Three of the aircraft's engines were on fire; dangerous flames from No. 4 engine were leaping back to the tail assembly. Flares in the cockpit ignited, and a fire raged therein, which was further increased by free-flowing fluid from damaged hydraulic lines. In addition, one arm of the radio operator had been severed below the elbow.
Despite great pain and the application of a tourniquet, the radio operator fell unconscious. Faced with the imminent explosion of his aircraft and the death of his crew, he and his copilot agreed that something had to be done to save the life of the seriously wounded radio operator and get him immediate medical aid.

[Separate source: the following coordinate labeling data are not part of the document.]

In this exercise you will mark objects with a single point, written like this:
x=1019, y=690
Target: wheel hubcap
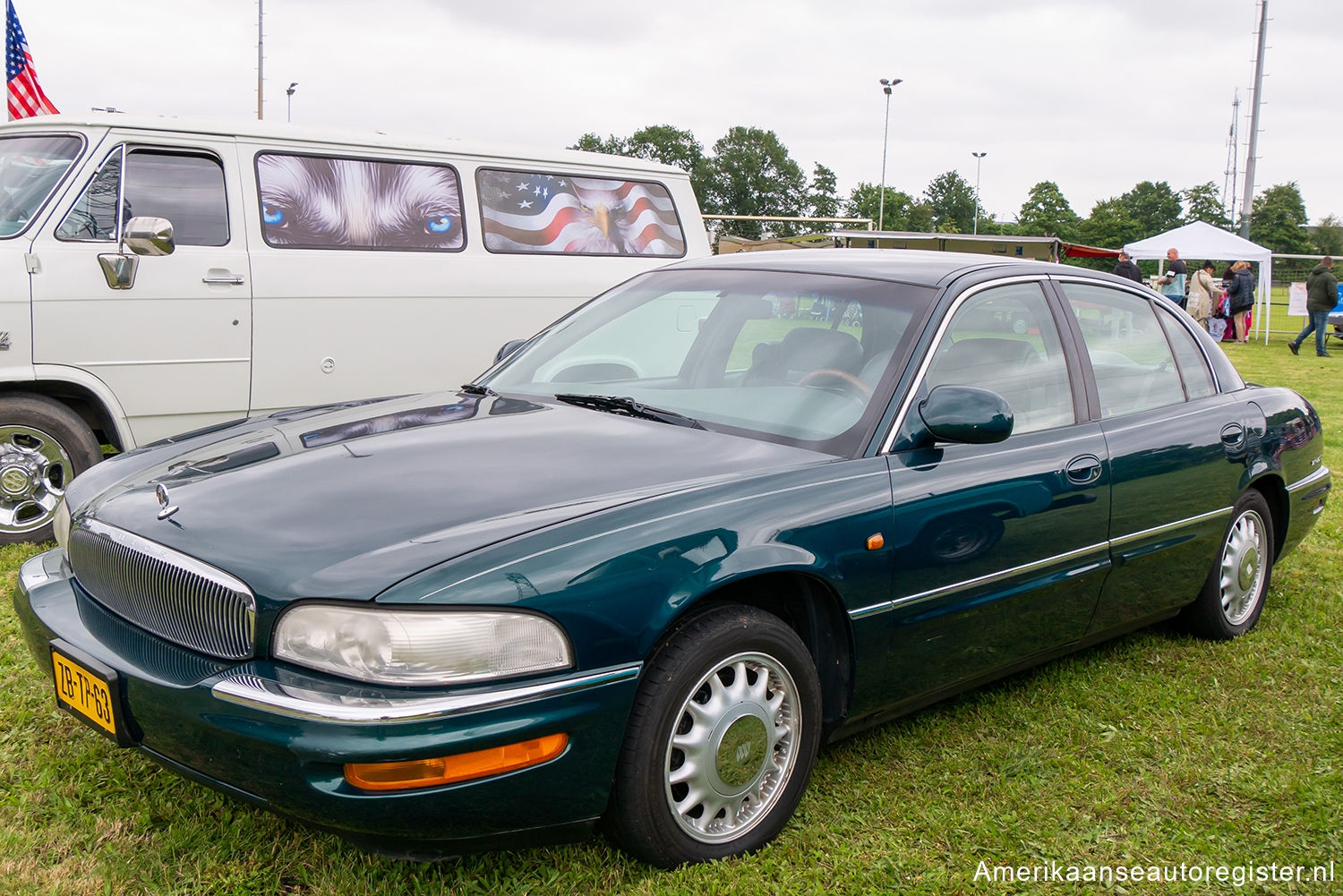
x=1243, y=568
x=732, y=748
x=34, y=472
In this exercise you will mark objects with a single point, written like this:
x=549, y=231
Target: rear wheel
x=1233, y=597
x=723, y=735
x=43, y=446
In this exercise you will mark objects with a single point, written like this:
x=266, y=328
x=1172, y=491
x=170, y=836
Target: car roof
x=902, y=265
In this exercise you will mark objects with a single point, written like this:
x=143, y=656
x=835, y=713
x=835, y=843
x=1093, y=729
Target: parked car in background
x=646, y=565
x=166, y=274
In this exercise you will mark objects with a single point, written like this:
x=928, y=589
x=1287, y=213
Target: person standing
x=1202, y=289
x=1125, y=268
x=1173, y=282
x=1240, y=297
x=1322, y=294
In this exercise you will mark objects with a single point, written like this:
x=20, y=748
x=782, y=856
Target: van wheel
x=43, y=446
x=723, y=735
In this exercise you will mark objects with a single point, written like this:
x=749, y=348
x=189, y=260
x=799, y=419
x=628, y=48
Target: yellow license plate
x=85, y=692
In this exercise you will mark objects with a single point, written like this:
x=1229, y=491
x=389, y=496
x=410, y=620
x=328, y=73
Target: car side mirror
x=966, y=414
x=508, y=348
x=148, y=236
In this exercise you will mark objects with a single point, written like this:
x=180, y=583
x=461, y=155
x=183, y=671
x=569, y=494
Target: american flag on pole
x=526, y=211
x=24, y=93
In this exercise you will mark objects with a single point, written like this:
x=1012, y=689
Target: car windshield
x=30, y=169
x=802, y=359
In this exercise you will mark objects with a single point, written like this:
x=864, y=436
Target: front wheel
x=43, y=446
x=1233, y=595
x=723, y=735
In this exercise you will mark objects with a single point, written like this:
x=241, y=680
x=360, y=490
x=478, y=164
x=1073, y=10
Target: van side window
x=319, y=201
x=185, y=188
x=532, y=211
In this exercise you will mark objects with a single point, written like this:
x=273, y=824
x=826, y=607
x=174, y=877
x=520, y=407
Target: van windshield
x=30, y=169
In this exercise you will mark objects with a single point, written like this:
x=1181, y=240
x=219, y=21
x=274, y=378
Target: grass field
x=1152, y=750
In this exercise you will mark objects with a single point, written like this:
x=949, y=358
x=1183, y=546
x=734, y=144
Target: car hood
x=346, y=503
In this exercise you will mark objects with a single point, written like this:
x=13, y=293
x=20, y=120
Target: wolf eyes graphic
x=359, y=204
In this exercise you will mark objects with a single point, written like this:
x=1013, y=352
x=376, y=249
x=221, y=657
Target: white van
x=257, y=266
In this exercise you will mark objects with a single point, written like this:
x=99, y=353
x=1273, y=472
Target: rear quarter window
x=545, y=212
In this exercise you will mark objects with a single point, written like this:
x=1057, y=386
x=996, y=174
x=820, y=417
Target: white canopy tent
x=1198, y=242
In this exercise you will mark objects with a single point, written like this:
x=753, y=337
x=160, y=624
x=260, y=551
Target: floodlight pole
x=979, y=158
x=886, y=83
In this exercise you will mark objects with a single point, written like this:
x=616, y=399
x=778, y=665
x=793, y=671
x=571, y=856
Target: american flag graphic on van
x=526, y=211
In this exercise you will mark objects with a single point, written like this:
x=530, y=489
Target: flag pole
x=260, y=62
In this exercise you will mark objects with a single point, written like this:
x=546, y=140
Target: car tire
x=1233, y=595
x=43, y=446
x=722, y=740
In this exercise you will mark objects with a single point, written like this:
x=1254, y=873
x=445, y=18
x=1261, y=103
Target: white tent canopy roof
x=1198, y=241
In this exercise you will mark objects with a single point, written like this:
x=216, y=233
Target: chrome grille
x=164, y=592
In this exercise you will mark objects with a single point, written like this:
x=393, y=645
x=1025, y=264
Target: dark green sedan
x=645, y=566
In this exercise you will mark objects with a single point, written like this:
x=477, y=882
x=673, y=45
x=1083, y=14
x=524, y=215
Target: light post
x=979, y=158
x=886, y=83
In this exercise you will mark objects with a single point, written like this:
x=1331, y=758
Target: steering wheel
x=849, y=379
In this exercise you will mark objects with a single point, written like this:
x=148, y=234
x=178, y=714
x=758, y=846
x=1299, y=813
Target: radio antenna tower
x=1248, y=204
x=1233, y=147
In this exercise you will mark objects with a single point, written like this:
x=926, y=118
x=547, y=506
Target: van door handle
x=1082, y=471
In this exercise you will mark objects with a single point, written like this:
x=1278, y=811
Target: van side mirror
x=142, y=236
x=966, y=414
x=148, y=236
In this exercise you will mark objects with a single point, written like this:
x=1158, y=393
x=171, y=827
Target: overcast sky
x=1092, y=94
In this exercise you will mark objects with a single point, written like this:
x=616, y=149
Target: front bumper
x=278, y=737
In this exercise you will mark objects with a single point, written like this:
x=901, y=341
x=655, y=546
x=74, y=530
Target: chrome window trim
x=937, y=340
x=270, y=696
x=988, y=579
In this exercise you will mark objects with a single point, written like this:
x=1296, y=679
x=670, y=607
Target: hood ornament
x=166, y=509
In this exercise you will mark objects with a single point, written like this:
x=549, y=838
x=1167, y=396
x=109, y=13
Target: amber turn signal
x=450, y=770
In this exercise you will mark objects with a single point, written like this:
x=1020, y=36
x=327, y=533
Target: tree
x=953, y=201
x=902, y=209
x=1155, y=207
x=752, y=174
x=1205, y=204
x=1278, y=219
x=824, y=195
x=612, y=145
x=1329, y=236
x=1047, y=212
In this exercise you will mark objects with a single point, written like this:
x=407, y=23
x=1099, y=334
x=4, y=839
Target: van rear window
x=532, y=211
x=321, y=201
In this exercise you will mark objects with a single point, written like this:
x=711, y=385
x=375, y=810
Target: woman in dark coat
x=1240, y=295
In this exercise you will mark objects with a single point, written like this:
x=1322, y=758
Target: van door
x=175, y=346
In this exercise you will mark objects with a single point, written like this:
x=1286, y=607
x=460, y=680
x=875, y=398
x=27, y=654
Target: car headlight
x=419, y=648
x=61, y=525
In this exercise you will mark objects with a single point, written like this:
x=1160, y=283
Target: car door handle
x=1082, y=471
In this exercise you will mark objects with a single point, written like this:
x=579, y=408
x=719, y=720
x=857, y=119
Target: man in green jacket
x=1322, y=294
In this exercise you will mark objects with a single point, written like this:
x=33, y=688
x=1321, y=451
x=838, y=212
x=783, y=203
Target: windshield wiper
x=626, y=405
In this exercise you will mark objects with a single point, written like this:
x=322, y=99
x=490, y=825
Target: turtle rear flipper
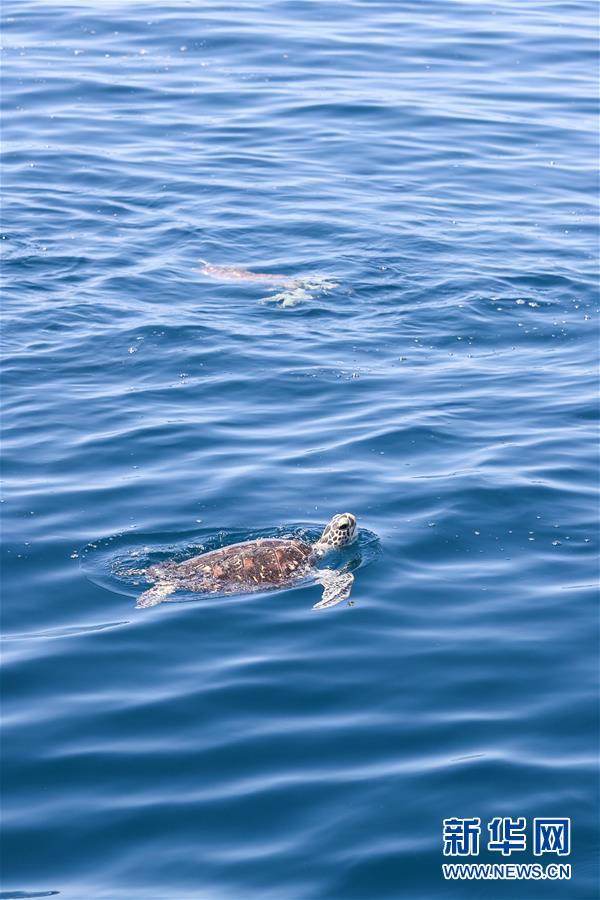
x=337, y=587
x=155, y=595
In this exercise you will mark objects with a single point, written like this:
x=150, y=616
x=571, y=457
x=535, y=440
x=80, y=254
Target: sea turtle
x=237, y=273
x=253, y=565
x=295, y=290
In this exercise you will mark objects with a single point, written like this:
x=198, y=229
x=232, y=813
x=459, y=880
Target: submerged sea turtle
x=252, y=565
x=237, y=273
x=295, y=290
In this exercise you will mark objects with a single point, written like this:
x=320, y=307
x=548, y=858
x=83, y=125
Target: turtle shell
x=268, y=562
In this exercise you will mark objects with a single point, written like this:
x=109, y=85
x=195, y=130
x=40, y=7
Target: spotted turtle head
x=339, y=532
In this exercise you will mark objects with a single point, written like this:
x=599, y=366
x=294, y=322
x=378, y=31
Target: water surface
x=436, y=161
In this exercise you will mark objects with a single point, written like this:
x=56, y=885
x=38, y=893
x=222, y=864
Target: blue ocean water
x=437, y=163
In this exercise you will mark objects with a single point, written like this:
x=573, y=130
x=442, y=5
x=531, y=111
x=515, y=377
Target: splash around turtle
x=295, y=289
x=201, y=565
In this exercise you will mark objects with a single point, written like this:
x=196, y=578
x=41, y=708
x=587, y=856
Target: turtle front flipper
x=155, y=595
x=337, y=587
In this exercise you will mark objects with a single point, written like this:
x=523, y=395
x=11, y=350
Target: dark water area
x=436, y=162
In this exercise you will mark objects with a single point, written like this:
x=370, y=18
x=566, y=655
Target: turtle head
x=339, y=532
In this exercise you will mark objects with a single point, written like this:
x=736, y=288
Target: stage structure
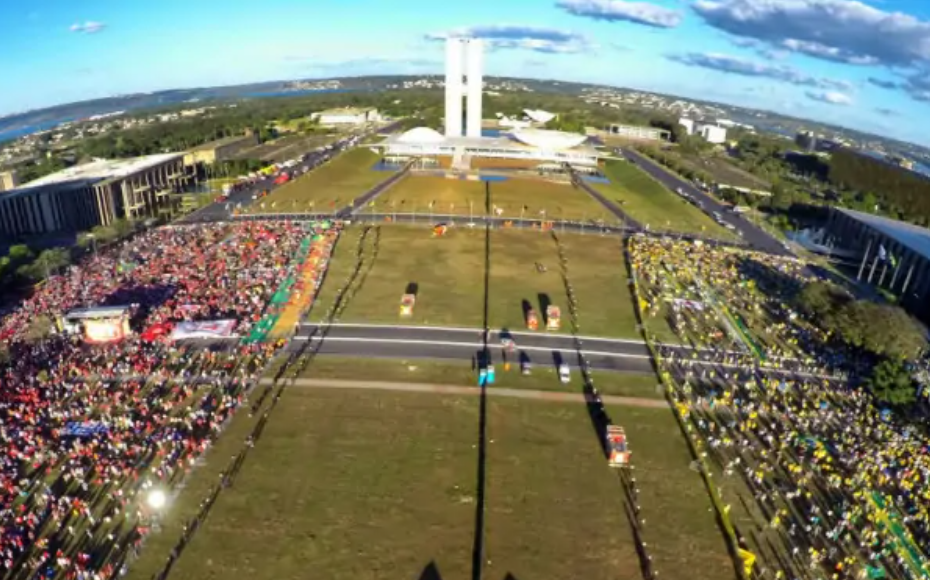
x=98, y=325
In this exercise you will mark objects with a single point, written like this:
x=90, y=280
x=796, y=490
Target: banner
x=204, y=329
x=84, y=429
x=105, y=330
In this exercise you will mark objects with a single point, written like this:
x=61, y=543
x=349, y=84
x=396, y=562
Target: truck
x=618, y=453
x=407, y=302
x=553, y=317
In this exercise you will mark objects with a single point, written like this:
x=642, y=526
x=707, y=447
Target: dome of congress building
x=550, y=140
x=421, y=135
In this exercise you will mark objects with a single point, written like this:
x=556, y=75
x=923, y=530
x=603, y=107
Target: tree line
x=886, y=335
x=23, y=266
x=899, y=193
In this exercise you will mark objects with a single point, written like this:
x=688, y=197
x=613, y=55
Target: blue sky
x=860, y=64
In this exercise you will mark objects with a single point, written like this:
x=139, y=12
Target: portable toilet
x=532, y=320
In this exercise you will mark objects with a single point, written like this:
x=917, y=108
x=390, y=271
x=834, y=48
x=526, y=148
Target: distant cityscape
x=20, y=134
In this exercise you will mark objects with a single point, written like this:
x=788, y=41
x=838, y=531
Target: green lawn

Parachuting into enemy territory was not an option. Bombs were released on target and the crippled aircraft proceeded to allied controlled territory. He and his copilot ordered the crew to bail out and they chose to remain with the wounded radio operator. He attempted a crash-landing, and while making the approach, the aircraft exploded in mid-air killing all three onboard.
On 16 May 1945, he was posthumously awarded the Medal of Honor. Gott, age 21 at his death, was laid to rest in Harmon Cemetery, Harmon, Oklahoma.